Im Laufe des Projektes kristallisierten sich drei Merkmale als langfristig entscheidende Parameter für die Eigenremontierung in der Praxis heraus. Dies sind das Geburtsverhalten, die Wurfqualität zur Geburt sowie die Umgänglichkeit der Sauen bei Maßnahmen an den Ferkeln.
Insbesondere das Geburtsverhalten hat einen großen Einfluss auf die Aufzuchtleistung. Eine gute Geburt geht mit einer geringeren Anzahl tot geborener Ferkel, einer höheren Anzahl abgesetzter Ferkel und folglich mit geringeren prozentualen Saugferkelverlusten einher.
Darüber hinaus hängt die Aufzuchtleistung sehr stark von der Wurfqualität ab. Bei vitalen und homogenen Würfen sind die durchschnittlichen Geburtsgewichte statistisch abgesichert höher. Es werden zwar im Schnitt weniger lebende Ferkel geboren. Durch deutlich reduzierte prozentuale Saugferkelverluste werden gleich viele bzw. mehr Ferkel abgesetzt. Zusätzlich ist die Anzahl Totgeborener bei einer guten Wurfqualität signifikant niedriger.
Daneben beeinflusst das Verhalten der Sau beim Abliegen die Überlebensrate der Ferkel. In Würfen von Sauen, die Vorabliegeverhalten zeigen und sich kontrolliert und aufmerksam ablegen, ist die Höhe an Ferkelverlusten sowohl durch Erdrücken als auch insgesamt reduziert.
Index für Mütterlichkeit
Eine wichtige Erkenntnis war, dass die Aufzuchtleistung und die Umgänglichkeit nicht negativ miteinander korreliert sind. Folglich können Tierhalter Sauen mit einem starken Verteidigungsverhalten ohne Leistungseinbußen aus dem Bestand nehmen.
Für die Einschätzung der Eignung von Sauen für die Eigenremontierung hat die LfL gemeinsam mit Praktikern, Beratern und der Wissenschaft den Mütterlichkeitsindex entwickelt. Dieser beinhaltet folgende Merkmale und Kriterien:
- Aufgezogene Ferkel,
- Geburtsverlauf (Geburtshilfe und -verhalten),
- Ferkelvitalität und Wurfhomogenität zur Geburt,
- Gesundheitsstatus der Sau (MMA, Fieber, Futteraufnahme),
- Abliegeverhalten (Vorabliegeverhalten, kontrolliertes Abliegen),
- Umgänglichkeit (Verteidigungsverhalten gegenüber Menschen).

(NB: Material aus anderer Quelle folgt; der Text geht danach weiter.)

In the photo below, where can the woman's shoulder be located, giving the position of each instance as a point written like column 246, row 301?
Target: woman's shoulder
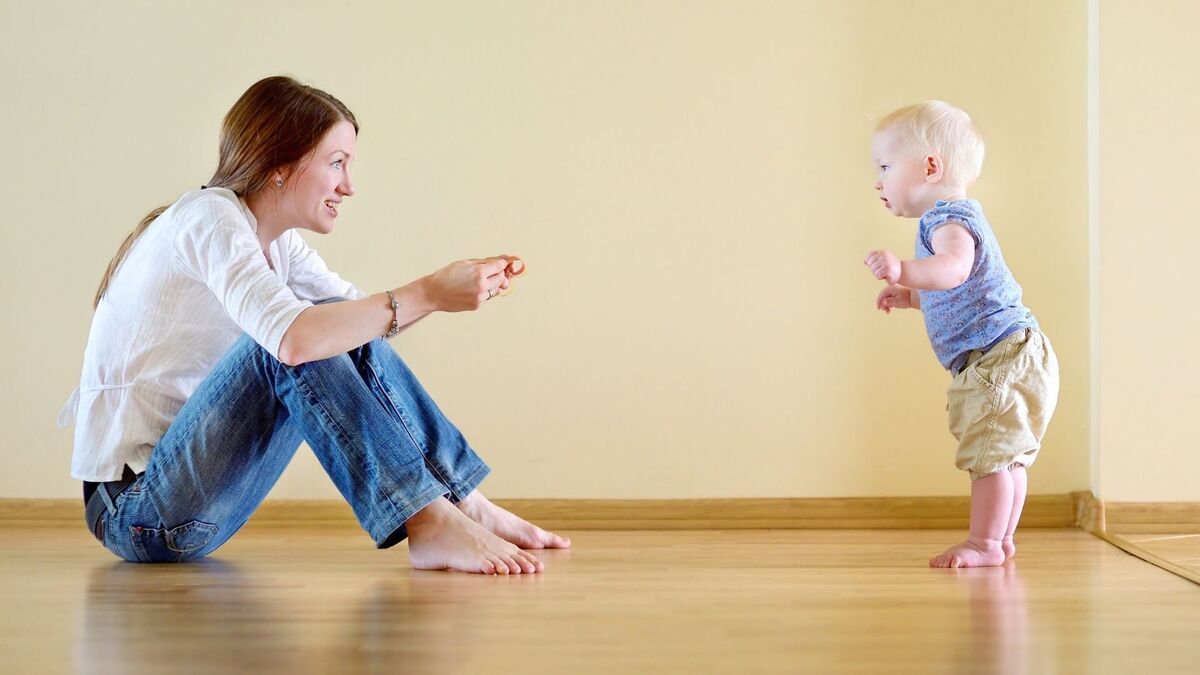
column 205, row 209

Der Mütterlichkeitsindex kann Werte zwischen 0 und 10 annehmen. Je höher der Wert, desto besser die Eignung der Sau für die Eigenremontierung. Für die Beurteilung der Eignung sollten die Daten von mindestens zwei Würfen berücksichtigt werden.
Für die Erfassung der funktionalen Merkmale und der Leistungsdaten hat die LfL mit ihren Partnern das Formular „Mütterlichkeitskarte“ entwickelt. Ein EDV-Programm ermöglicht die Auswertung der Daten und die Berechnung des Mütterlichkeitsindexes (Link: www.lfl.bayern.de/muetterlichkeitsindex).
Ökoindex für KB-Eber
Auch auf der Vaterseite können nun die richtigen Vererber ausgewählt werden. In Zusammenarbeit mit den bayerischen Ökoverbänden und der LfL wurde in mehreren Schritten eine speziell für Biobetriebe optimale Gewichtung der Einzelmerkmale erarbeitet.

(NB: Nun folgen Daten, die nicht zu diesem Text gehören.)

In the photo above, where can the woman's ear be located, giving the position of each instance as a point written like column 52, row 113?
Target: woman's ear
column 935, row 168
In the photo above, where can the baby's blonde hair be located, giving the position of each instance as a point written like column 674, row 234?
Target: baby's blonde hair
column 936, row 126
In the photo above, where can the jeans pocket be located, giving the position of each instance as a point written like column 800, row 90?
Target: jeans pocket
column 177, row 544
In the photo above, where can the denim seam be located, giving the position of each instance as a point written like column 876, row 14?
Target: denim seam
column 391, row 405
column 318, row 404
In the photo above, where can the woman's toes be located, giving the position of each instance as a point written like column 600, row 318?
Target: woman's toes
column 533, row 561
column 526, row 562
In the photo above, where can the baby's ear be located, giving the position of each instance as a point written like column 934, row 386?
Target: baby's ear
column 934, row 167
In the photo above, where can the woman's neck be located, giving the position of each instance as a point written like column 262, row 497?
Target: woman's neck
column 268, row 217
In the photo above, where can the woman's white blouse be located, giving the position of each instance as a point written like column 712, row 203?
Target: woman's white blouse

Darauf aufbauend werden die Mutterrasseneber der EGZH mit dem Bayerischen Ökoindex (BÖI) ausgezeichnet. Dabei werden die Merkmale Mütterlichkeit, Wurfhomogenität und Verbleiberate stärker als im konventionellen Zuchtwert gewichtet. Das Merkmal Fruchtbarkeit tritt etwas in den Hintergrund.
In den Listen der bayerischen Besamungsstationen ist der neue Index am Kürzel BÖI erkennbar. Damit steht allen Eigenremontierern mit EGZH-Genetik das Werkzeug zur Erzeugung sehr mütterlicher Sauen zur Verfügung.
Optimiert werden kann dies durch die Nutzung der Genomik in der eigenen Sauenherde zum Erhalt der individuellen BÖIs für jede Bestands- bzw. Jungsau. Einmalig in Deutschland kann man zusätzlich Informationen über die Coliresistenz F4 und F18 seiner Sauen erhalten. Auch dies trägt dazu bei, die Aufzuchtverluste weiter zu reduzieren.